C: Conservative (保守的な未来)

3つ目は「Conservative」
安全策を優先し、現状維持やリスクを避ける選択をした結果の未来です。
ここでの手がかりは「自分が守りたいもの」。堅実な選択を重ね、リスクを避けながら現状を維持あるいは緩やかに成長する未来です。

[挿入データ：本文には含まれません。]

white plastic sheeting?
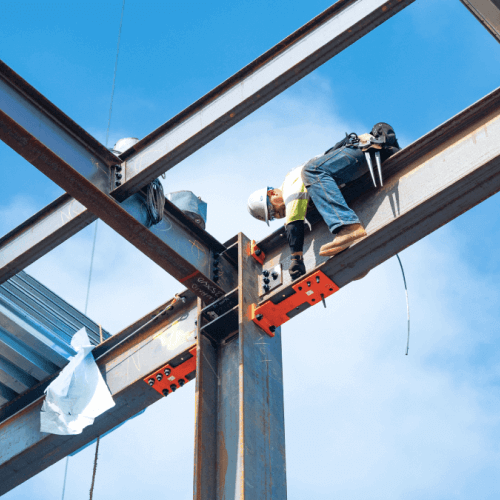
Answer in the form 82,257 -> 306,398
40,328 -> 115,435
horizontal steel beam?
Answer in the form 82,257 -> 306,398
0,293 -> 197,495
115,0 -> 414,199
0,0 -> 414,282
460,0 -> 500,42
258,84 -> 500,303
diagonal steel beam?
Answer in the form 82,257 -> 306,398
0,293 -> 197,496
460,0 -> 500,42
0,65 -> 230,302
0,0 -> 413,281
258,84 -> 500,303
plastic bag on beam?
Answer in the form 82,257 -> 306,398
40,328 -> 115,435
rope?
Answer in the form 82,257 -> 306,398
396,254 -> 410,356
61,0 -> 125,500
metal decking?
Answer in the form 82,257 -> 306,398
0,271 -> 110,407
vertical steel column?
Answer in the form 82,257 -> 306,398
194,233 -> 286,500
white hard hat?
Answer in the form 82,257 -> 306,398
247,188 -> 273,226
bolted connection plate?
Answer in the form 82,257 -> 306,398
144,347 -> 196,396
252,271 -> 339,337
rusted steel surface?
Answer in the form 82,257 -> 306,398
115,0 -> 414,199
460,0 -> 500,42
194,234 -> 286,500
259,85 -> 500,302
0,299 -> 197,495
0,0 -> 414,280
0,194 -> 96,283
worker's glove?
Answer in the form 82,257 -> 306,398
288,255 -> 306,280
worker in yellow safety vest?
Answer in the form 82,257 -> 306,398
248,122 -> 399,279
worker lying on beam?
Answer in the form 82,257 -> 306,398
248,123 -> 399,280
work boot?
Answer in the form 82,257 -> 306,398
319,224 -> 366,255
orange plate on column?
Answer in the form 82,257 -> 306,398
252,271 -> 339,337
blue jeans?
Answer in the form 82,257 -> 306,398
302,146 -> 368,234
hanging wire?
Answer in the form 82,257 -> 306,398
61,0 -> 125,500
396,254 -> 410,356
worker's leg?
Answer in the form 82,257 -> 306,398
302,148 -> 367,234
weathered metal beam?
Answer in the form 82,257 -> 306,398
0,59 -> 231,302
460,0 -> 500,42
0,0 -> 414,282
0,293 -> 197,495
194,233 -> 286,500
259,84 -> 500,303
0,194 -> 97,283
115,0 -> 414,199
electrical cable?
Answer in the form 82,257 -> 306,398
146,179 -> 165,227
61,0 -> 125,500
396,254 -> 410,356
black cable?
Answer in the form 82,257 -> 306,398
396,254 -> 410,356
146,179 -> 165,227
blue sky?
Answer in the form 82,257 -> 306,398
0,0 -> 500,500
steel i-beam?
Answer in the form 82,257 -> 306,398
194,233 -> 286,500
0,63 -> 230,302
460,0 -> 500,42
0,0 -> 414,280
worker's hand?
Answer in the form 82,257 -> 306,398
288,255 -> 306,280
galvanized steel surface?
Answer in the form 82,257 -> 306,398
0,294 -> 197,495
0,272 -> 110,412
194,234 -> 286,500
0,0 -> 413,290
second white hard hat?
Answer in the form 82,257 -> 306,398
247,188 -> 272,226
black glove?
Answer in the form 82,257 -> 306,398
288,255 -> 306,280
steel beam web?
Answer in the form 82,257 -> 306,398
0,0 -> 414,280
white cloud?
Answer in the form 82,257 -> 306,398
5,79 -> 500,500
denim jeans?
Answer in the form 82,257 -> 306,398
302,146 -> 368,234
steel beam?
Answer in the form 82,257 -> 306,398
460,0 -> 500,42
194,233 -> 286,500
0,0 -> 414,282
0,293 -> 197,495
258,88 -> 500,302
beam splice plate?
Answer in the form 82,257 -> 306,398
252,271 -> 339,337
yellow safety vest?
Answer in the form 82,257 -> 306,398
281,164 -> 309,225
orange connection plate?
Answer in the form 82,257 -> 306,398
252,271 -> 339,337
144,347 -> 196,396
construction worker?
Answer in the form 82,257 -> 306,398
248,122 -> 399,280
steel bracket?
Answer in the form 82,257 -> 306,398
250,240 -> 266,264
251,271 -> 339,337
144,347 -> 196,396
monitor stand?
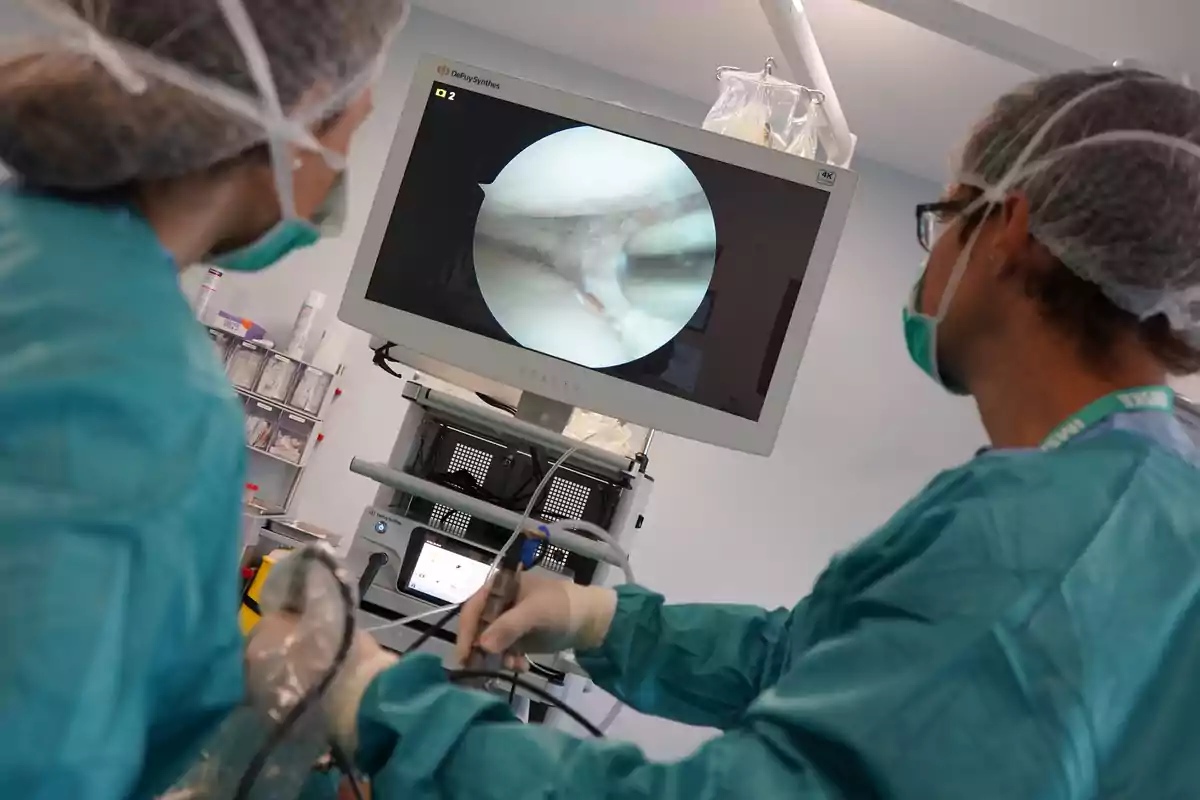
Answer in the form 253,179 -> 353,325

これまでのやり方では、あえて大胆な未来を描くことが評価されがちですが、守るべき家族やビジネスの安定を考えることも大切な選択肢の1つです。

K: Keystone (つながりの未来)

最後に「Keystone」。
これはキーマンとなる誰かとのつながりによって生まれる未来です。
ここでの手がかりは「今、あなたが思い浮かべた誰か」。すでに知っている人かもしれませんし、これから出会う人かもしれません。
人とのつながりや協力関係によって可能性が広がり、未来が形作られていきます。

たとえば、ビジネスパートナーとの新しいプロジェクトや、予期せぬ出会いが新たな道を開いてくれる未来です。

多面的に未来を考えるという発想

未来を1つに絞るのが難しいと感じるのは自然なことです。未来は常に不確定であり、多くの可能性が存在します。だからこそ、1つの未来を描くのではなく、4つのラフな未来像を描きながら、各シナリオに沿ったアクションを考えることで、より柔軟な未来への道筋が見えてくるのではないでしょうか。

「B.A.C.K.」キャスティングのアプローチを使って、あなたもさまざまな未来像を描きながら、今何をすべきかを逆算して考えてみてください。複数の視点を持つことで、より豊かで多様な未来が見えてくるかもしれません。